Poisoned Wells

May 8, 2021

In 1854, during the reign of Queen Victoria, there was a cholera outbreak near Broad Street in Soho, London. The illness was on a rampage. Within three days, 127 people had perished, and just ten days later, that death toll soared to over 500. 

There was very little knowledge about illness or its transmission, but the theory that it was spread through the air was accepted by most people. That is, until a Soho doctor, Dr. John Snow, working closely with a local minister, Henry Whitehead, began interviewing residents and plotting a cluster map of the cases. 

Their research pointed to a community well located on Broad Street as the source of the illness.  It’s believed that a diaper from a baby with cholera had contaminated the well. The handle was removed from the well. The surrounding community that depended on that well for life giving water were going to a source that offered the complete opposite. 

The well was poisoned.

In Samaria, Jesus met a woman who was also drinking from a poisoned well. 

10 Jesus answered her, “If you knew the gift of God and who it is that asks you for a drink, you would have asked him and he would have given you living water.”

11 “Sir,” the woman said, “you have nothing to draw with and the well is deep. Where can you get this living water? 12 Are you greater than our father Jacob, who gave us the well and drank from it himself, as did also his sons and his livestock?”

13 Jesus answered, “Everyone who drinks this water will be thirsty again, 14 but whoever drinks the water I give them will never thirst. Indeed, the water I give them will become in them a spring of water welling up to eternal life.”

“Sir, give me this water, so that I will not be thirsty or have to come here to draw water.”

(John 4: 10-12,15) 

Her source for hope and happiness had left her wanting.  Based on the context, we can perhaps believe she was looking to fill an emptiness with Mr. Right. Five husbands later, she still hadn’t found the right guy.  Her “source” was poisoned.

I believe this world is filled with poisoned wells. I believe I may be drinking from them every day. 

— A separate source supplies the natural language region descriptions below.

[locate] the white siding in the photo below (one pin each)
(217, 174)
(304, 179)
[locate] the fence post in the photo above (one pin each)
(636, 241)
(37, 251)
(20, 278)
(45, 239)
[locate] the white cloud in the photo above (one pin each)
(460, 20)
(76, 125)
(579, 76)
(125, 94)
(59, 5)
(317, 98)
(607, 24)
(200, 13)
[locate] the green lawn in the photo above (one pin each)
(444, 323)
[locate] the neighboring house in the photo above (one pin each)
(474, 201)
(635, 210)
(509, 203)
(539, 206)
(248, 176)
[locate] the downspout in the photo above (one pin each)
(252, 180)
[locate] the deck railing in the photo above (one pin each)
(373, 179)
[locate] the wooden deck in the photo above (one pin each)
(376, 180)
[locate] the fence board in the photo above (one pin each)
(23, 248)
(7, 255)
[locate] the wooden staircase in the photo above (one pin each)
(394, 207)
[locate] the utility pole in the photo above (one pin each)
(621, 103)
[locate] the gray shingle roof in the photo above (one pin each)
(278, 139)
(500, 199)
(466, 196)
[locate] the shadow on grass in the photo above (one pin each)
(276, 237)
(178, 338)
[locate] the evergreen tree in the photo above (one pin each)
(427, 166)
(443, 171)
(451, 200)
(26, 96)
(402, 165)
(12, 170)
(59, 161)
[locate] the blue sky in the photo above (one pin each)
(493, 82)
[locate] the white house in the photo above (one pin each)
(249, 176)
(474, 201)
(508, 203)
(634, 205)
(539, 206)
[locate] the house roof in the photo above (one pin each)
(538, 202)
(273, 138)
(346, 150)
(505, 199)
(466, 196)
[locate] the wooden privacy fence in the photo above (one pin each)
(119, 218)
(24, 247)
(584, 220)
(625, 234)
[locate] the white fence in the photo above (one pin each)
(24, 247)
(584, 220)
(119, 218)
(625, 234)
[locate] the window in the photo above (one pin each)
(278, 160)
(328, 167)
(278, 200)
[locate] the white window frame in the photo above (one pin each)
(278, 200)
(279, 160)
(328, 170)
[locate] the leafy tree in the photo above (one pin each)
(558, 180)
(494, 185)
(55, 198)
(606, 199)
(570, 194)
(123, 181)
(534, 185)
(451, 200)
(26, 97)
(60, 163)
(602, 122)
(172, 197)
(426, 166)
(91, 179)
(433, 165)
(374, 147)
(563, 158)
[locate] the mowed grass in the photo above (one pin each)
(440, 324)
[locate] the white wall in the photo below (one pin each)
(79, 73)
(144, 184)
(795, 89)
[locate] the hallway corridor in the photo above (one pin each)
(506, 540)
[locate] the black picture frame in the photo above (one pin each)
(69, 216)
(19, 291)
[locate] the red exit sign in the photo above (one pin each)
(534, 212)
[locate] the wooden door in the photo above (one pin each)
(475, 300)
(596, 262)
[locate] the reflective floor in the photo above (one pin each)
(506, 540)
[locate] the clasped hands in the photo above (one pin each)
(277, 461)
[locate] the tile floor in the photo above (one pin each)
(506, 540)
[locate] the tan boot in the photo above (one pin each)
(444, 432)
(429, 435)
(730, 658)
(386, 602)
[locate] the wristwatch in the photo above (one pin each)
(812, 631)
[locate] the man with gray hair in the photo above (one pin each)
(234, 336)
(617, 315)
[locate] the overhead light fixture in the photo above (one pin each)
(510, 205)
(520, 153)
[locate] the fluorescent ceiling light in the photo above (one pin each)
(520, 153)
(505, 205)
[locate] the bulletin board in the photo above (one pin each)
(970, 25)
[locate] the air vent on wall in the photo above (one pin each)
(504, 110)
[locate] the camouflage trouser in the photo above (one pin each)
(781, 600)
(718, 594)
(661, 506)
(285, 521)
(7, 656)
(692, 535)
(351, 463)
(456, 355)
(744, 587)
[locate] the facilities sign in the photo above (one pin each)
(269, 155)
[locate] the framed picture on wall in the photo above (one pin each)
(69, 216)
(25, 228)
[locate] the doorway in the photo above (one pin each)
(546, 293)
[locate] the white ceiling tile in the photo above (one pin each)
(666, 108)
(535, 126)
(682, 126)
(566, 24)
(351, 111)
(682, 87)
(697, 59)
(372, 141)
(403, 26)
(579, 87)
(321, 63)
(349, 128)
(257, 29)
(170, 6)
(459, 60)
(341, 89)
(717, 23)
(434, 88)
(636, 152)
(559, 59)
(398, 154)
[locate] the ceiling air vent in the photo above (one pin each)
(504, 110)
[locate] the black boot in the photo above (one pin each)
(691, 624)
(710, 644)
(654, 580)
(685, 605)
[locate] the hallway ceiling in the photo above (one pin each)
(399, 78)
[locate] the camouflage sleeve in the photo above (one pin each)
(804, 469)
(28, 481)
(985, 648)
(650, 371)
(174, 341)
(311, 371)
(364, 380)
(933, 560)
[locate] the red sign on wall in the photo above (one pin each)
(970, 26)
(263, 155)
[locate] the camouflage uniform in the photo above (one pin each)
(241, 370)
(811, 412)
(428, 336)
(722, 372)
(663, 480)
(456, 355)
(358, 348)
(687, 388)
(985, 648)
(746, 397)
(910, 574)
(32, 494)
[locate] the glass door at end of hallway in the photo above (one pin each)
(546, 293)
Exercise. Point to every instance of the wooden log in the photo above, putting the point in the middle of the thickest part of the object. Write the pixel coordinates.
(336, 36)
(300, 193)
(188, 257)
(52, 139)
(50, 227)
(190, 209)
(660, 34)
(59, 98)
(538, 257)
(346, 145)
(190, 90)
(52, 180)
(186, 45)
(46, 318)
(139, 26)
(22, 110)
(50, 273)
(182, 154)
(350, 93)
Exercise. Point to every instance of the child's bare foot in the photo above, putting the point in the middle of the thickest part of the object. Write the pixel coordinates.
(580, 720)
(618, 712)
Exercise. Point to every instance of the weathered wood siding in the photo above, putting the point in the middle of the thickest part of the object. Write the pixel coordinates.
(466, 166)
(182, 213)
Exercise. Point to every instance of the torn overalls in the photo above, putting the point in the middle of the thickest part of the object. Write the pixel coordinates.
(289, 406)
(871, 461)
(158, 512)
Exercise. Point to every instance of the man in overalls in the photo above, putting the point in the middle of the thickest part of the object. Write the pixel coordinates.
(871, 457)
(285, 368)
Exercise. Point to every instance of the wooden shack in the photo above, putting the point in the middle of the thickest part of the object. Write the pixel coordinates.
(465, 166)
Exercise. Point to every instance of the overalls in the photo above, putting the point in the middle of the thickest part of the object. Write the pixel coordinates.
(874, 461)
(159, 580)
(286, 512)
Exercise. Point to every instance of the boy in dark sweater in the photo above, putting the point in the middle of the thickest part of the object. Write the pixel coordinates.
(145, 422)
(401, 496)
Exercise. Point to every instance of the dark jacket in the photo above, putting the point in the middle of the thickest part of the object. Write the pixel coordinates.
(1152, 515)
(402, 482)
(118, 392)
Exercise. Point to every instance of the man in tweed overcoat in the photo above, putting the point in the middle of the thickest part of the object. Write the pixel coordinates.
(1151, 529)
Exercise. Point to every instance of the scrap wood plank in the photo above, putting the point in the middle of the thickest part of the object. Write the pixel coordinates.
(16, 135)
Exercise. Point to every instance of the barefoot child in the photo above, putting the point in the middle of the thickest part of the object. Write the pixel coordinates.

Like the woman at the well, I don’t want to be thirsty anymore; I want to solve my water problem. 

However, also like her, I tend to draw from the wrong wells. On the surface they appear to offer life-giving water, but if we trace the line, we find a source that has been compromised. 

I picture sneaky Satan finding wells teeming over with God’s blessing and goodness, and adding just enough pollution to muddy the water. 

Just a smidge of selfishness to sour a relationship…

a splash of greed to ruin the blessing of a good job…

a tinge of gossip to dry up the well of friendship. 

Sources of life that God intended for good, but Satan adds a bit of filth and the well is poisoned. 

Jesus told her of a living water—a water only he could provide. 

Satan tried to pollute it (Matthew 4:1-11; Luke 4) and found he could not. When I am sick, tired, and thirsty, I almost always find that I have been drawing from poisoned wells. I dip my bucket into television, social media, self-help books, podcasts…there is a lot of free advice out there when you start looking. When we turn to Google before we turn to God, there lies the problem. Trace the source.  At the end of the day, the answer is always Jesus.

Here is a little sidenote about Dr. John Snow. His theory was not warmly regarded when he presented it. It pointed a condemning finger at some powerful people. He was not regarded as a hero to the commoner either. As you can imagine, they did not like being told they were drinking fecal water. 

Dr. Snow died just four years after his breakthrough and six years later, cholera was proven to be a water born disease. Dr. Snow died without seeing the impact of his discovery, but every time we go to our faucet and fill a glass of clean water, we can thank Dr. Snow for his work, which led to new sanitation standards and regulations.

May we have enough courage to call out the poisoned wells and enough faith to remove the handle.